Lou Sara Galloway was McReavy’s 1968 Olympic teammate and they were lifelong friends.
“This is a bittersweet day for me,” Galloway said. “My friend Marilyn McReavy-Nolen is finally free from the pain and agony that she suffered for 14 months after being diagnosed with cancer … I know she is at peace.

“Marilyn was my friend and also a teammate during our 60-year friendship. She was one in a million, a truly unique and talented woman who loved volleyball and worked tirelessly throughout her coaching career to do her best with the young women that she coached. And her best was awesome.

“She was never boastful or arrogant about her myriad of accomplishments. Her mood was always upbeat, even throughout her battle with cancer. She endured so much pain but she never gave up hope. … I cherish the fact that she was a lifelong friend and wonderful teammate. I will miss her very much and keep her memory alive by remembering and relating all the wonderful aspects of her personality.  She was good and kind and deserves to be celebrated in the volleyball world for those attributes as well as her achievements as a coach. ”

Marilyn McReavy Nolen coaching at one of Ruth Nelson’s camps

At a USA Volleyball reunion in 2018, McReavy Nolen recounted what it was like being with the 1968 Olympic team.

“It was a wild time. The thing I remember is being able to eat in all the cafeterias. Every country had their own, so you could go around and eat all this different food. There was some concern we might get sick by eating different food. Early in the morning, I would go down to the track, which was way down below. I would just sit on the wall and watch these phenomenal human beings as they worked out in the morning on the track.
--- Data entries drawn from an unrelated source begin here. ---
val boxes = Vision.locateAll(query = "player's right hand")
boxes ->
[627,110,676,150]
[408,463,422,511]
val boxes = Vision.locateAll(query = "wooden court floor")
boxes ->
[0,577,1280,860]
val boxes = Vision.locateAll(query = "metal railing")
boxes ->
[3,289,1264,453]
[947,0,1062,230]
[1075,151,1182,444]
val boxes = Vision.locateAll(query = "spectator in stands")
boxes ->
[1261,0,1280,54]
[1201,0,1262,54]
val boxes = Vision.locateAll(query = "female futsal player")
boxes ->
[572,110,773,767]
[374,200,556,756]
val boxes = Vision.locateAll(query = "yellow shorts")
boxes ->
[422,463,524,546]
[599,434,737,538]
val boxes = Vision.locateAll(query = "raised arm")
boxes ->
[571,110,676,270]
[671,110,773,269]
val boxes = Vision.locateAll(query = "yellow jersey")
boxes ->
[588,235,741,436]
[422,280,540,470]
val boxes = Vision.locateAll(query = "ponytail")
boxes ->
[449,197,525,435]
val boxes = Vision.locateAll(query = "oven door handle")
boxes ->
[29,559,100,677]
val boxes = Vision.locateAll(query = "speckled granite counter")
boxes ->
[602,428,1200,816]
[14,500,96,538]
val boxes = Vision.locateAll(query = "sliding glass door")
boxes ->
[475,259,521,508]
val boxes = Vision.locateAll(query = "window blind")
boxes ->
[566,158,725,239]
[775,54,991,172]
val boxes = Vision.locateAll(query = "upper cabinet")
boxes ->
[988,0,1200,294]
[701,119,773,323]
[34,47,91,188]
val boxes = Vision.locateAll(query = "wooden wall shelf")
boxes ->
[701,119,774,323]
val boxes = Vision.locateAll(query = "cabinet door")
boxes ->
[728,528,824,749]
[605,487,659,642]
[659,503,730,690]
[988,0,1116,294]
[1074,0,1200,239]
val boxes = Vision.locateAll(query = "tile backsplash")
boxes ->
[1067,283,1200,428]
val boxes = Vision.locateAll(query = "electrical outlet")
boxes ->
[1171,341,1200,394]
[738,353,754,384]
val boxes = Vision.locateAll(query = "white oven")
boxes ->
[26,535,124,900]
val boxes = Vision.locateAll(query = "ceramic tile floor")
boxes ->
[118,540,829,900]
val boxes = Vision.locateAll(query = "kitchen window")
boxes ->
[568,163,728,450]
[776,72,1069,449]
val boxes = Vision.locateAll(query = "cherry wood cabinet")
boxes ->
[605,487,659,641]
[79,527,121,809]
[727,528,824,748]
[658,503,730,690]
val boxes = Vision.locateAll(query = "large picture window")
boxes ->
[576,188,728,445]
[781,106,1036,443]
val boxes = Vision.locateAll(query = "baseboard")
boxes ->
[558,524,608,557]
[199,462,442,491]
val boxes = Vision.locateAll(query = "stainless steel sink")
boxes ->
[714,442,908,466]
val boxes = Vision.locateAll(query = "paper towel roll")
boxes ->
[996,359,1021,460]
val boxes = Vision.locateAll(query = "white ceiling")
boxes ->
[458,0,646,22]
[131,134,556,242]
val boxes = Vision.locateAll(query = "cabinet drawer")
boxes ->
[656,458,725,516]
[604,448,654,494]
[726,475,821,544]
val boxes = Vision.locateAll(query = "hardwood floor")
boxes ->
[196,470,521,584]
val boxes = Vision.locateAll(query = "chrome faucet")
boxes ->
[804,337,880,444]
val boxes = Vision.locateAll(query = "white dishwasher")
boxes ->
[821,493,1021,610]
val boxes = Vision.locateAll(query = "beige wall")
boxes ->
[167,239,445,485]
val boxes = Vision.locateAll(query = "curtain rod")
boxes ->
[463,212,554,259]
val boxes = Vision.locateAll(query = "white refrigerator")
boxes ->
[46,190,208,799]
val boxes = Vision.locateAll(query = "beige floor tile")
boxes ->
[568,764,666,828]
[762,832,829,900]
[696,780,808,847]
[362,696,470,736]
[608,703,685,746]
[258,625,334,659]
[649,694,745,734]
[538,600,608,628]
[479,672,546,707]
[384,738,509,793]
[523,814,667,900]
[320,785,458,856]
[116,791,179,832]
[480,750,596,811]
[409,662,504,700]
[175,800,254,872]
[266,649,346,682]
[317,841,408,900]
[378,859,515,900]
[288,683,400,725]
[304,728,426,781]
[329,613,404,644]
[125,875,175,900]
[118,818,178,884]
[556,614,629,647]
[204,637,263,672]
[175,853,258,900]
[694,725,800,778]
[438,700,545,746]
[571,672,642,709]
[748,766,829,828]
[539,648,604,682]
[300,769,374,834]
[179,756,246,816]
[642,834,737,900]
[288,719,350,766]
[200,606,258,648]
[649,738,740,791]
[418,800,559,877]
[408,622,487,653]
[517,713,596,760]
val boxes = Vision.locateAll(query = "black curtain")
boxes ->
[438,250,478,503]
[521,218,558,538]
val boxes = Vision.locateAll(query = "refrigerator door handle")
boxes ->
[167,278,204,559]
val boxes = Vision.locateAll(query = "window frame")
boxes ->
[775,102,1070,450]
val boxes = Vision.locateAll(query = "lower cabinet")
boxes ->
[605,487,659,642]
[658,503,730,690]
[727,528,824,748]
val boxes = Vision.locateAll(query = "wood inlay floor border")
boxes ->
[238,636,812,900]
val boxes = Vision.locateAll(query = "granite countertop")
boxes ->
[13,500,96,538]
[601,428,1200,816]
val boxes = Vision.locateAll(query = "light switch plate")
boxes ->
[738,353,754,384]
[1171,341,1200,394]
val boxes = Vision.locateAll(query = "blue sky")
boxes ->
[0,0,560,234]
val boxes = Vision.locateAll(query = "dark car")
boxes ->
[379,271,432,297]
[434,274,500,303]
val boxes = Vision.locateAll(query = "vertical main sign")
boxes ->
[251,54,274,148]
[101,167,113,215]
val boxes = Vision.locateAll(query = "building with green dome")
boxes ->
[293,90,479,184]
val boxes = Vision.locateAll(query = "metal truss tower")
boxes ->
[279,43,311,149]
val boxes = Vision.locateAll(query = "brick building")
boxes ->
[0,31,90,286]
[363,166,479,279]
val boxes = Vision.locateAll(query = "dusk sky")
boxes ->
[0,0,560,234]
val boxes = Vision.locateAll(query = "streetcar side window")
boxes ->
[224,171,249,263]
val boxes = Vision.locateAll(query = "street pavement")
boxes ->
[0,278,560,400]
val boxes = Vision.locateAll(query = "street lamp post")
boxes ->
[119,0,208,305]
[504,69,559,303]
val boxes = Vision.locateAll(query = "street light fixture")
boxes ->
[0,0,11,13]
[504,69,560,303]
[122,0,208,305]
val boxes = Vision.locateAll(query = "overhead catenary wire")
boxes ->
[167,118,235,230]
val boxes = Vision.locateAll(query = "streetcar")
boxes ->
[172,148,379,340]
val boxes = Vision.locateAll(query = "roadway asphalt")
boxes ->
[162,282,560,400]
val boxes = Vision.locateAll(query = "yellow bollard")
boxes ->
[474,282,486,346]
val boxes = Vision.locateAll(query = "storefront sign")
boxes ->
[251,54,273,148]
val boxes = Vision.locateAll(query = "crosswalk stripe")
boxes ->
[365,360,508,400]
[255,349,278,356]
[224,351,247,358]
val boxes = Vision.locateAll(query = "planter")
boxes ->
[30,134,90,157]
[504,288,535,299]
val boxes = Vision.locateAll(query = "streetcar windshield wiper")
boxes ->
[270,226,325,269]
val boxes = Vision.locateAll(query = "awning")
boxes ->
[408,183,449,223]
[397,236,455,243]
It was an amazing thing. I can remember it like it was yesterday.

“I think the other thing was the fact that there were not that many women there. We had a hotel and there was a fence around it and we were guarded. I thought that was unusual.

“But also, going to downtown and hanging around. The traffic and the people. We traded everything. I brought my dad back this bright yellow jacket from France that I traded for. He wore it forever. I managed to get the West German warm-up stuff. Everybody was after it. All the different pins.”

From her obituary in the Roswell Daily Record:

In 1988 she married Rev. Randolph Nolen, at that time a Navy chaplain, to whom she remained married for 35 years until her death. They made their home in Roswell, New Mexico. They raised two outstanding sons, Travis Steven of Socorro, New Mexico, and Ryan David, of Austin, Texas.

In addition to her immediate family, she is survived by her sister, Jo Theriot (Tom) of Hico, Texas, sister-in-law Sharon McReavy of Hockley, Texas, nieces Laura McReavy Hearnsberger, and Holly Longenbach (Michael) and nephews Chris McReavy (Emily), Marcus Theriot (Alicia), and Matthew Theriot (Amber).